Fine Tuning Models #350

farhaanbukhsh · 2020-08-11T07:46:54Z

We want to fine-tune 'bert-large-nli-stsb-mean-tokens' on multi-label classification task. So that we can use the output model to get embeddings out.
We have a bunch of sentences classified into labels. The prime question that I want clarification on:

What are the steps to fine tune the models provided by sentence transformer ?
Is there a script or a repo which does this and I can cross reference here ?

The closest we have come to is simpletransformers

But is there a better way to go ahead? Thanks in advance for the help

farhaanbukhsh · 2020-08-11T13:23:31Z

@nreimers can you please help us out here? Any help will be highly appreciated, Thanks a lot 😄

nreimers · 2020-08-11T13:52:06Z

Hi @farhaanbukhsh
I am not sure what you want / what type of data you have?

Do you want multi-label classification for single sentences? Then I can recommend to use transformers package and to fine-tune the model. Sentence-Transformers is not needed for that.

You want to fine-tune sentence embeddings with a training set where you only have labels and single sentences, and then use the sentence embeddings for example with cosine similarity for tasks like clustering? This is a non-trivial case and sadly there is no single "do this" answer. It heavily depends on what your dataset looks like and how you want to use the sentence embeddings afterwards. You can have a look here, how a dataset with (label, single_sentence) can be used with BatchHardTripletLoss: https://github.com/UKPLab/sentence-transformers/blob/master/examples/training_transformers/training_batch_hard_trec_continue_training.py

You have sentence pairs and labels? Then you can maybe use the same setup as for NLI:
https://github.com/UKPLab/sentence-transformers/blob/master/examples/training_transformers/training_nli.py

Best
Nils Reimers

farhaanbukhsh · 2020-08-11T14:02:20Z

Hi @farhaanbukhsh
I am not sure what you want / what type of data you have?

Do you want multi-label classification for single sentences? Then I can recommend to use transformers package and to fine-tune the model. Sentence-Transformers is not needed for that.

You want to fine-tune sentence embeddings with a training set where you only have labels and single sentences, and then use the sentence embeddings for example with cosine similarity for tasks like clustering?

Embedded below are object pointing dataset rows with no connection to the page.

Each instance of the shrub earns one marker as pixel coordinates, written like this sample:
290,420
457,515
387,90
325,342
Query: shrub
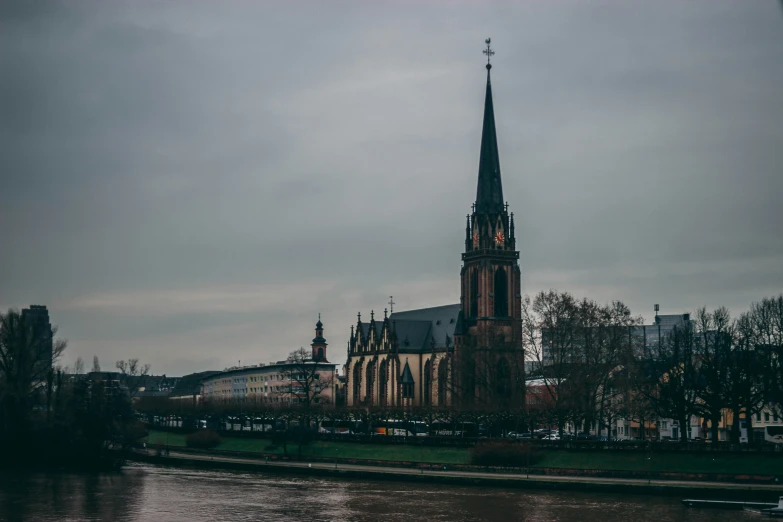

yes, exactly what we are trying to do.

This is a non-trivial case and sadly there is no single "do this" answer. It heavily depends on what your dataset looks like and how you want to use the sentence embeddings afterwards. You can have a look here, how a dataset with (label, single_sentence) can be used with BatchHardTripletLoss: https://github.com/UKPLab/sentence-transformers/blob/master/examples/training_transformers/training_batch_hard_trec_continue_training.py

You have sentence pairs and labels? Then you can maybe use the same setup as for NLI:
https://github.com/UKPLab/sentence-transformers/blob/master/examples/training_transformers/training_nli.py

Best
Nils Reimers

Thanks a ton @nreimers for replying, means a lot ❤️

What I have is a simple csv file where for a given sentence I have assigned labels, for example:

The heater from amazon was damaged. Labels: ['defective product', 'electric appliance'] so for this do you think https://github.com/UKPLab/sentence-transformers/blob/master/examples/training_transformers/training_batch_hard_trec_continue_training.py

can be used?

nreimers · 2020-08-11T14:25:11Z

Yes, for this BatchHardTripletLoss seems a good choice.

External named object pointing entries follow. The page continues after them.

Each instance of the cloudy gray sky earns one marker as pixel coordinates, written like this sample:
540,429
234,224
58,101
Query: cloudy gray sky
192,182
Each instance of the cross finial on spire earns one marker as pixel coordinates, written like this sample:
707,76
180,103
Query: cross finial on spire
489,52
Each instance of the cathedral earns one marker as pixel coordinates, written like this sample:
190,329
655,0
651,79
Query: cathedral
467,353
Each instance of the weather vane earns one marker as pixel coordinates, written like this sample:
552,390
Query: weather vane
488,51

For triplet loss, have a look at this good blog article:
https://omoindrot.github.io/triplet-loss

With BatchHardTripletLoss, sentences (texts) that have the same labels will become close in vector space, while sentences with a different label will be further away. At the end you will have clusters in your vector space, e.g. all sentences talking about 'defective product' will be in one space, while sentences with label 'great price' while be somewhere else in vector space.

Best
Nils Reimers

farhaanbukhsh · 2020-08-12T05:38:03Z

Yes, for this BatchHardTripletLoss seems a good choice.

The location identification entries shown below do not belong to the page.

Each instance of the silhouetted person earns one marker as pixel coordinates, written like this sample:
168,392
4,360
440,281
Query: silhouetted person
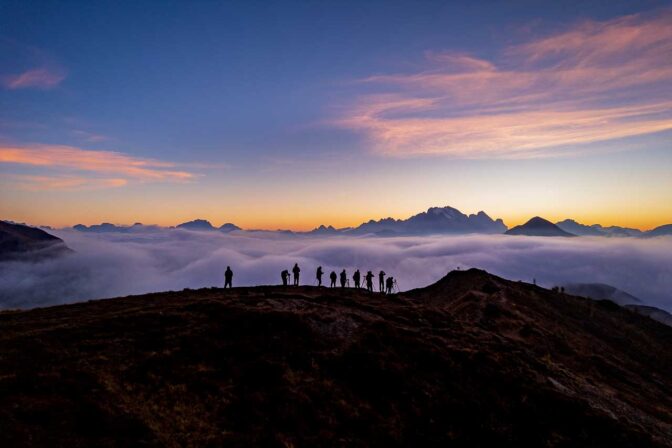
296,271
318,275
228,277
369,281
389,283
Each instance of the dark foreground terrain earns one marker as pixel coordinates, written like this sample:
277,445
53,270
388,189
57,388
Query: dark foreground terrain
473,360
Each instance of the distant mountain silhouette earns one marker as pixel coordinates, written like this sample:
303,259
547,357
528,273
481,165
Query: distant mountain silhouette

For triplet loss, have a look at this good blog article:
https://omoindrot.github.io/triplet-loss

With BatchHardTripletLoss, sentences (texts) that have the same labels will become close in vector space, while sentences with a different label will be further away. At the end you will have clusters in your vector space, e.g. all sentences talking about 'defective product' will be in one space, while sentences with label 'great price' while be somewhere else in vector space.

Best
Nils Reimers

Thanks a loads @nreimers 💯

farhaanbukhsh · 2020-08-12T10:07:40Z

Hey @nreimers , we faced a problem the script:

https://github.com/UKPLab/sentence-transformers/blob/master/examples/training_transformers/training_batch_hard_trec_continue_training.py

Doesn't work out of the box, the data source: https://cogcomp.seas.upenn.edu/Data/QA/QC/TREC_10.label

has just one sentence while for

evaluator = TripletEvaluator.from_input_examples(val, name='dev')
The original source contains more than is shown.